On 03 September 2015, a resolution was introduced in Parliament by Prime Minister Wickremesinghe under Article 46 (4) to increase the number of Ministers as the United National Party had formed a National Government. The resolution read as follows: “Whereas the United National Party which obtained the highest number of seats in Parliament has formed a National Government, Parliament determines in terms of Article 46(4) of the Constitution of the Democratic Socialist Republic of Sri Lanka that the number of Ministers in the Cabinet of Ministers shall not exceed 48 and the number of Ministers who are not Cabinet Ministers and the number of Deputy Ministers shall not exceed 45.” The resolution was passed.
The resolution that was passed did not mention the United People’s Freedom Alliance. In fact, not only the United People’s Freedom Alliance but the lone Member of Parliament who was elected from the Batticaloa District on the Sri Lanka Muslim Congress ticket also joined the National Government. Other members of the Sri Lanka Muslim Congress were elected on the United National Party ticket.
Thus, Mr. Wickremesinghe was not appointed to the office of Prime Minister upon him becoming the Member of Parliament who in the President’s opinion is most likely to command the confidence of Parliament after the United People’s Freedom Alliance joined the Government. He was appointed on the strength of his own party’s strength in Parliament.
Thus, the withdrawal of the United People’s Freedom Alliance has no effect on the appointment of Mr. Wickremesinghe as Prime Minister on 21 August 2015.

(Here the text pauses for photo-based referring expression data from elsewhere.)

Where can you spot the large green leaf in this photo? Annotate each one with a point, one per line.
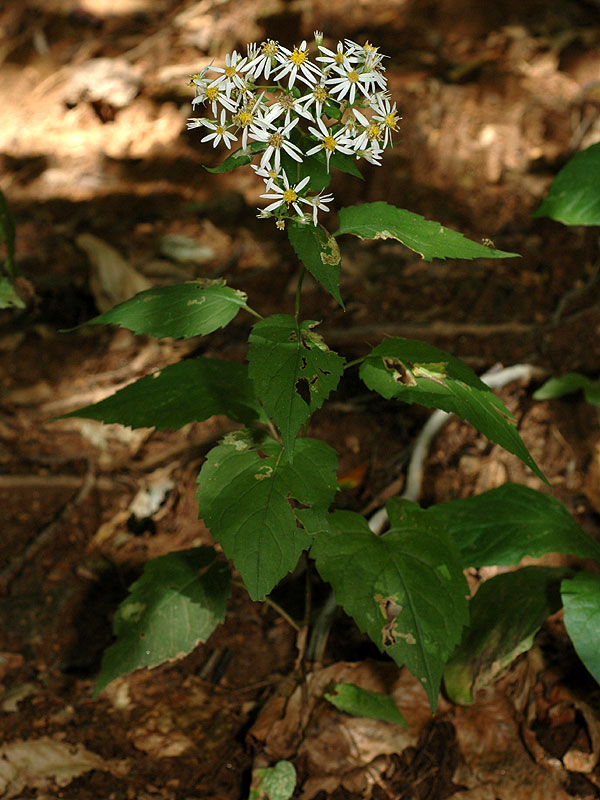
(189, 391)
(179, 311)
(581, 599)
(177, 603)
(415, 372)
(574, 197)
(502, 526)
(506, 613)
(382, 221)
(567, 384)
(361, 702)
(238, 158)
(405, 589)
(320, 255)
(244, 497)
(293, 371)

Further, the formation of a National Government is exclusively a matter for Parliament. The only consequence of a National Government ceasing to exist is that the number of Ministers goes down to 30 and total number of non-Cabinet Ministers and Deputy Ministers goes down to 40. In any case, the National Government continues as the Sri Lanka Muslim Congress continues to be in it.
Conclusion
From the above, it is clear that the purported removal of Mr. Ranil Wickremesinghe from the office of Prime Minister and the purported appointment of Mr. Mahinda Rajapakse as Prime Minister are unconstitutional and all subsequent steps taken are void ab initio.